今ではどれほどの人が覚えているのでしょう。「トワイライト・サガ(Twilight Saga, 原作2005年~2008年、映画2008年~2012年)」の栄華盛衰を…
2003年に見た夢をヒントに『トワイライト』を書き上げた。2005年に同作品を出版し、2009年現在、8400万部のベストセラーとなっている。2006年に『New Moon』を、2007年に『Eclipse』、2008年に『Breaking Dawn』を出版し、ベストセラーとなった。

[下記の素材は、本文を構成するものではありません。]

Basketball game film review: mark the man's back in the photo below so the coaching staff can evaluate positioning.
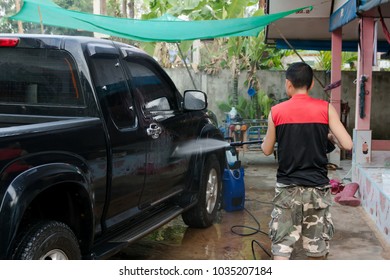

雨と霧の町、アメリカワシントン州フォークスへ引っ越してきた少女ベラと、そこで彼女が出会った完璧な容姿を持つヴァンパイア・エドワードとの許されない恋を描く。本国アメリカではハリー・ポッターシリーズに次ぐ大ベストセラーで、10代の少女を中心に絶大な人気を誇る。
この作品の人気はヒロインが吸血鬼のイケメンと狼男のイケメンのどちらを選ぶか悩んでいる間だけ続き、吸血鬼のイケメンを選んだ瞬間に完全消滅したのです。
「女は男の暴力性に惹かれる」みたいな言説がインターネッツで遊んでいると流れてくるけど、ラブコメ映画の脚本を分析すると片手落ちな見解だと思います。女は「退屈だけど優しく頼れる男」と「刺激的だけど危険な男」の両方から同時に愛されてどちらも選べなくてツラい…という状況に惹かれるんですよ
— Rootport 𝄇 (@rootport) 2021年11月20日
『二都物語』で「ルーシー・マネットがチャールズ・ダーニーとシドニー・カートンから同時に愛される」という構造を書いたディケンズは、たぶんこのことを理解していた。『風と共に去りぬ』のバトラーとアシュレーを始め、「タイプの違う男性二人から同時に愛されてしまう」という筋は王道中の王道。
— Rootport 𝄇 (@rootport) 2021年11月20日
今読んでる脚本術の本で、対立する二人の人物(※恋人とか夫婦とか)が行ったり来たりするだけでは面白くなりにくい、三角関係にした方がジレンマを生み出しやすいみたいな話が書かれていて、その分かりやすい例がラブコメだよなぁ…と。
— Rootport 𝄇 (@rootport) 2021年11月20日
二人のキャラクターが喧嘩と仲直りを繰り返すだけでは、お話が終わらない。「二人は仲直りしました、めでたしめでたし」で終わったとしても「でも明日にはまた喧嘩しているんでしょう?」みたいな感想になってしまう。「この二人は無事に結ばれるのか?」という疑問に、観客は興味を失ってしまう。
— Rootport 𝄇 (@rootport) 2021年11月20日
三角関係にほぼ頼らず「この二人は無事に結ばれるのか?」というナラティブ・クエスチョンを中心に据えて成功している古典が『ロミオとジュリエット』で、これは二人を取り巻く家族間の抗争が巨大な障壁として機能することで、観客の興味を途絶えさせないようにしている。
— Rootport 𝄇 (@rootport) 2021年11月20日
そういう目で『かぐや様』を分析してみると面白いかもしれませんね。
— Rootport 𝄇 (@rootport) 2021年11月20日
まさしく「バルコニー構造」理論そのもの。
Tumbr上でも「男子を寄せ付けない女子の最大派閥」だったのに、それが一瞬にして消え去る大事件となったのです。